Yılmaz Erdoğan’ı “ezan sesi” polemiğinin ve “adrese teslim” gol paslarının ortasında bir yerlerde kaybetmiştim. Aradan epey zaman geçmiş. Bir süredir çok sevilen bir kavram olan “toplum mühendisliği”ne kanıt oluşturmak adına, -geçmişteki bir filminde, imamı kekeme olarak resmeden kendisi değilmiş gibi- kimi iddialarını böylesi zayıf bir argümana dayandırması, onun gibi çok zeki bir adamdan beklenmezdi. Ama şu sıralarda benim de çok sevdiğim bir başka kavramla izah edilebilirdi her şey: Dönemin Ruhu!
Çok da heyecanlı olmamakla birlikte, böylesi bir ruh haliyle izlediğim “Ekşi Elmalar”ı, gelinen noktanın ne kadar hazin olduğunu belgelemesi adına önemli buldum. Oysa ilk “Vizontele” filminde nasıl da farklıydı her şey? Evet, film, benim çizgi roman (özelde frankofon) estetiği olarak nitelendirdiğim bir kurguya ve sinemamızın geleneksel parodi anlayışına yaslanıyordu; ama dönemiyle tam da örtüşmeyen belli bir “ruhu”, duyarlılığı vardı. “Ekşi Elmalar”, bir ilk film olan “Vizontele”nin “sahici” ve daha da önemlisi “içeriden” bakışın yanından bile geçemiyor. Bunda, filmin, Yılmaz Erdoğan’ın Köyceğiz’deki çiftliğinin bahçesinde çekilmesinin rolünün ne olduğunu sorarsanız, “çok fazla” derim. Erdoğan, kendisini “çiftçi yazar” olarak tanımlıyor artık; ama bana sorarsanız “oralı bir yazar” değil. Belki de “bura”, dönemin ruhuna daha denk düşüyor.

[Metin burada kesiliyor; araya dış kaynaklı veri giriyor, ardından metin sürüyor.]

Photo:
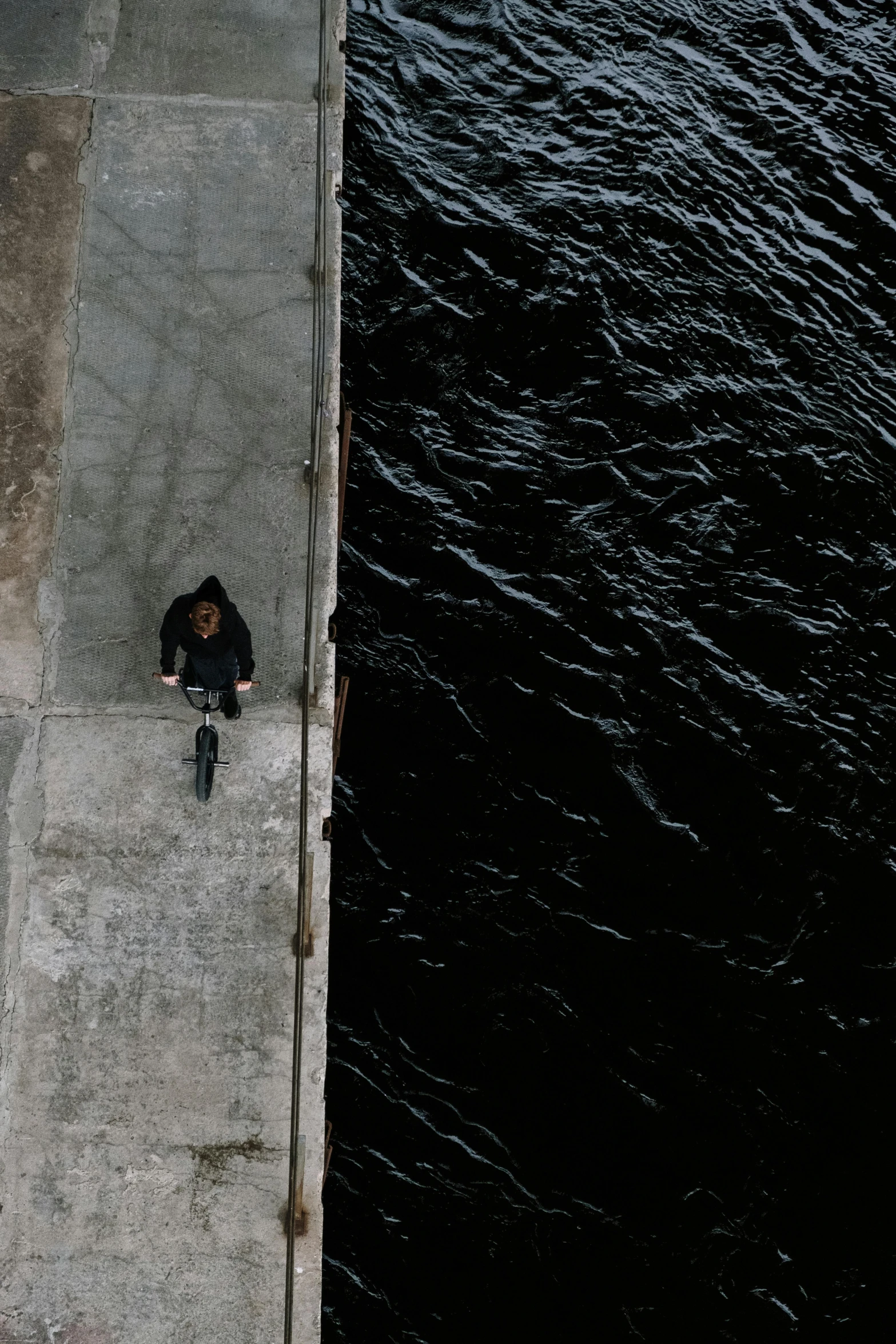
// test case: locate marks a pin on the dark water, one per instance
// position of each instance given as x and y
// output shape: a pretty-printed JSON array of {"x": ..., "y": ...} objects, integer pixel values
[{"x": 613, "y": 949}]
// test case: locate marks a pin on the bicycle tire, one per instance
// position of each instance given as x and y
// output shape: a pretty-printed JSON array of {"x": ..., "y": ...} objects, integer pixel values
[{"x": 206, "y": 753}]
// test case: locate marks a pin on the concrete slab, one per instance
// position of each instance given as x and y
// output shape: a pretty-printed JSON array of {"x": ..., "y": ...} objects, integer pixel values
[
  {"x": 45, "y": 45},
  {"x": 191, "y": 390},
  {"x": 41, "y": 202},
  {"x": 148, "y": 969},
  {"x": 147, "y": 1109},
  {"x": 232, "y": 49}
]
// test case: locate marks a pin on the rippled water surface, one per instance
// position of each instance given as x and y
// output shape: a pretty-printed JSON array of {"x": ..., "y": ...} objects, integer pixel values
[{"x": 613, "y": 951}]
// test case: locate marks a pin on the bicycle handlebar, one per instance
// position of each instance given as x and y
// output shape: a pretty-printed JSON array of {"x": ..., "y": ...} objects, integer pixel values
[{"x": 158, "y": 677}]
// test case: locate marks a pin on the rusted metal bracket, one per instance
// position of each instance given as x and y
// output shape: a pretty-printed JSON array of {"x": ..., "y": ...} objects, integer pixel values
[
  {"x": 301, "y": 1215},
  {"x": 328, "y": 1151},
  {"x": 345, "y": 436},
  {"x": 339, "y": 714}
]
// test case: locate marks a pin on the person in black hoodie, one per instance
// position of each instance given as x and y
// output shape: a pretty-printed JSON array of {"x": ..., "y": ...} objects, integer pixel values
[{"x": 216, "y": 639}]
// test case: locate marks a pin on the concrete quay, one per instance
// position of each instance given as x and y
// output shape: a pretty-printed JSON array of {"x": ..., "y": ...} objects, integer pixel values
[{"x": 158, "y": 216}]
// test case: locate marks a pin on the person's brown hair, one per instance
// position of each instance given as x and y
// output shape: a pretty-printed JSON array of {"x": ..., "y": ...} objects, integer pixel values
[{"x": 206, "y": 619}]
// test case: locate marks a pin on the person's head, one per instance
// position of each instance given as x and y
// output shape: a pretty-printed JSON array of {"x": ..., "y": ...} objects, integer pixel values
[{"x": 206, "y": 619}]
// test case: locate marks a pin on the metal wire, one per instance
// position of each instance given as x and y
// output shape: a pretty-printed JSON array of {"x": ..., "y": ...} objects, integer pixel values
[{"x": 318, "y": 365}]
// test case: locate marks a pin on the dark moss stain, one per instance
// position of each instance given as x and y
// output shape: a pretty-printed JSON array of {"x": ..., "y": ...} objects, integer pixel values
[
  {"x": 213, "y": 1162},
  {"x": 214, "y": 1158}
]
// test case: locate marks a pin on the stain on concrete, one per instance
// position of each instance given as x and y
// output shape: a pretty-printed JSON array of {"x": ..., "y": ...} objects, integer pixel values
[{"x": 41, "y": 209}]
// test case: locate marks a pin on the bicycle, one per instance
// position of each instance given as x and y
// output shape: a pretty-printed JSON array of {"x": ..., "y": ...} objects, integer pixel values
[{"x": 206, "y": 758}]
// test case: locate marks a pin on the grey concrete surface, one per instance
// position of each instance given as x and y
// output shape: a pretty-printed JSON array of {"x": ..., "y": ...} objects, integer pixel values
[
  {"x": 145, "y": 1027},
  {"x": 191, "y": 389},
  {"x": 45, "y": 43},
  {"x": 238, "y": 49},
  {"x": 41, "y": 204}
]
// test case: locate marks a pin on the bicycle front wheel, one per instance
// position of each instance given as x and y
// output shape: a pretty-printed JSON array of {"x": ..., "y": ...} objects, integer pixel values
[{"x": 206, "y": 755}]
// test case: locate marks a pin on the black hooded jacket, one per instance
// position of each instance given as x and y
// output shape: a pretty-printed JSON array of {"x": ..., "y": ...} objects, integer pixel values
[{"x": 233, "y": 634}]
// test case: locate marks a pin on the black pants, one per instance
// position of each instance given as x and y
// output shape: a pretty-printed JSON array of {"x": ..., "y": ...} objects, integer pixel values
[{"x": 216, "y": 674}]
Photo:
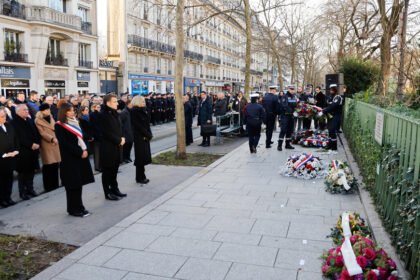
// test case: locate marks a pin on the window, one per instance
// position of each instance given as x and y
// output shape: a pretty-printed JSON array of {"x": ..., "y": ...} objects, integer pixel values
[
  {"x": 83, "y": 13},
  {"x": 12, "y": 43}
]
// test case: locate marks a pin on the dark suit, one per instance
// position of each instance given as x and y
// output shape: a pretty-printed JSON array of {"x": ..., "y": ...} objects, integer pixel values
[
  {"x": 188, "y": 113},
  {"x": 110, "y": 151},
  {"x": 8, "y": 143},
  {"x": 27, "y": 160},
  {"x": 74, "y": 170}
]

Bir darbe öyküsü olarak nitelendirmenin fazlasıyla abartılı olacağı son filmde en büyük sıkıntı, Erdoğan’ın bizzat canlandırdığı baba karakterinde saklı sanki. Burada şu soruyu sormak kaçınılmaz oluyor: Yönetmenin kafasında yeterince kurgulayamadığı, adeta bir “nefret aşkı”yla ele aldığı bir karakteri seyirci nasıl anlayacak? Bu zorunlu değil elbette; ancak Erdoğan’ın film sonrası söyleşileri de bu konudaki “kafa karışıklığını” doğruluyor. Belediye Başkanı’nın filme adını veren “elma” hadisesindeki yaklaşımı ortadayken (ki, senaryonun tek zirve noktası), finalde yanlış mekâna giren adam için (çığlık çığlığa, bize üzülmemiz gerektiğini haykıran müziğe rağmen!) neden hüzünleneceğiz? Eser, yönetmeni tarafından Hakkari’nin kurtuluşunu 60’larda gördüğü iddia edilen bu şahsın zekasına hayran olmak için de hiçbir neden içermiyor; aksine, kızlarına reva gördüğü yaşam, fikirlerini “lüzumsuz” olarak nitelendirmemizi kolaylaştırıyor. Kararsızlık hali, “paldır küldür” yazıldığını düşündüğümüz önce melodramatik, sonra görece “umutlu” finalin de seyirciye geçememesinde önemli rol oynuyor. Üstelik yeterince işlenememe durumu, sadece Reis için değil, örneğin oyunu övgüye boğulan Songül Öden’in, filmin ikinci yarısında hapsolduğu “dar alanda” olduğu gibi neredeyse tüm karakterlerde geçerli.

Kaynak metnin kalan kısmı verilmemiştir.